孟子 / 滕文公章句下
孟子謂戴不勝曰、子欲子之王之善與。我明告子。有楚大夫於此、欲其子之齊語也、則使齊人傅諸。使楚人傅諸。曰、使齊人傅之。曰、一齊人傅之、衆楚人咻之、雖日撻而求其齊也、不可得矣。引而置之莊嶽之間數年、雖日撻而求其楚、亦不可得矣。子謂薛居州善士也、使之居於王所。在於王所者、長幼卑尊、皆薛居州也、王誰與為不善。在王所者、長幼卑尊、皆非薛居州也、王誰與為善。一薛居州、獨如宋王何。」
新字:孟子謂戴不勝曰、子欲子之王之善与。我明告子。有楚大夫於此、欲其子之斉語也、則使斉人傅諸。使楚人傅諸。曰、使斉人傅之。曰、一斉人傅之、衆楚人咻之、雖日撻而求其斉也、不可得矣。引而置之荘嶽之間数年、雖日撻而求其楚、亦不可得矣。子謂薛居州善士也、使之居於王所。在於王所者、長幼卑尊、皆薛居州也、王誰与為不善。在王所者、長幼卑尊、皆非薛居州也、王誰与為善。一薛居州、独如宋王何。」
書き下し
孟子、戴不勝に謂いて曰く、「子は子の王の善ならんことを欲するか。我明らかに子に告げん。此に楚の大夫有らんに、其の子の齊語せんことを欲すれば、則ち齊人をして諸に傅たらしめんか。楚人をして諸に傅たらしめんか。」曰く、「齊人をして之に傅たらしめん。
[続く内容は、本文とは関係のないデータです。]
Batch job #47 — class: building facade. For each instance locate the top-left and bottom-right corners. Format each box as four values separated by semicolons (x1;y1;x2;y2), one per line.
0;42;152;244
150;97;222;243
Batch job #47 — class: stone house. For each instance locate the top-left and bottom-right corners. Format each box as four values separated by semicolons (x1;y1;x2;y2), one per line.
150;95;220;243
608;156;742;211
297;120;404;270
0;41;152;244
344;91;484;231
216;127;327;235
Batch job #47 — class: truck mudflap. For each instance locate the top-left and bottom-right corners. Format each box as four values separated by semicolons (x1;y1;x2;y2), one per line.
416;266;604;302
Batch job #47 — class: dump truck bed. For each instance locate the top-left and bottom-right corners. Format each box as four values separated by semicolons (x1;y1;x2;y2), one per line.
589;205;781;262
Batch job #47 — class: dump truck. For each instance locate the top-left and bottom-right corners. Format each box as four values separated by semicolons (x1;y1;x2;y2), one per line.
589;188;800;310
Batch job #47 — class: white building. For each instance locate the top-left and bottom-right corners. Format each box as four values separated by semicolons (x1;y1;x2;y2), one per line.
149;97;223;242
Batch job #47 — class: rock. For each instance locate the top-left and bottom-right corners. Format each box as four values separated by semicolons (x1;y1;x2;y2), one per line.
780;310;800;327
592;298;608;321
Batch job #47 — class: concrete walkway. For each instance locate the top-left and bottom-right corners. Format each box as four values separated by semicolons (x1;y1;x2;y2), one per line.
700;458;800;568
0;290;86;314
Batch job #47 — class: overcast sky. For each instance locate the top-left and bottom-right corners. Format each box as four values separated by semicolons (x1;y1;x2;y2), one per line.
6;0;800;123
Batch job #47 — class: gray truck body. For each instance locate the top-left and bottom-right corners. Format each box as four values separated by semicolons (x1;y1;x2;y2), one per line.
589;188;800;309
」曰く、「一齊人之に傅たるも、衆楚人之を咻せば、雖日に撻(むちうつ)ちて其の齊たらんことを求むと雖も、得可からず。引いて之を莊嶽の間に置くこと數年ならば、日に撻ちて其の楚たらんことを求むと雖も、亦た得可からず。子、薛居州を善士と謂い、之をして王の所に居らしむ。王の所に在る者、長幼卑尊、皆薛居州ならば、王は誰と與にか不善を為さん。王の所に在る者、長幼卑尊、皆薛居州に非ざれば、王は誰と與にか善を為さん。一薛居州、獨り宋王を如何せん。」 <語釈> ○「咻」、音はキュウ、義はかまびすしくすること。○「莊嶽」、顧炎武云う、莊は是れ街の名、嶽は是れ里の名。
現代語訳
孟子は宋の臣の戴不勝に言った。 「あなたは宋の王が善政を行う立派な人になることを望んでいますか。それならはっきりと申し上げましょう。今ここに楚の大夫がいて、自分の子に齊の言葉を学ばせたいと思っているとしたら、あなたは齊の人を教育係にしますか、それとも楚の人を教育係にしますか。」 「齊の人を教育係にします。」 「一人の齊人が教育係になったとしても、まわりで多くの楚人が楚の言葉で話しかけていたのでは、鞭を持って厳しく齊の言葉を覚えさせようとしても、上達は望めません。しかしあなたが其の子を連れて齊に帰り、莊や嶽の街で数年暮らさせたら、鞭を持って厳しく楚の言葉を話させようとしても、そうならないでしょう。それと同じことで、あなたは薛居州を立派な人だと考えて、王様の近習にさせました。もし近習の者たちが、年寄りも若い者も、身分の卑しい者も尊い者も、皆薛居州のような立派な人ならば、王様は誰と善くないことをなされましょうか。逆に近習の者たちが、年寄りも若い者も、身分の卑しい者も尊い者も、皆薛居州のような立派な人でなければ、王様は誰と善いことをなされましょうか。薛居州一人の力だけでは、王様を善政を行う立派な王にすることはできません。」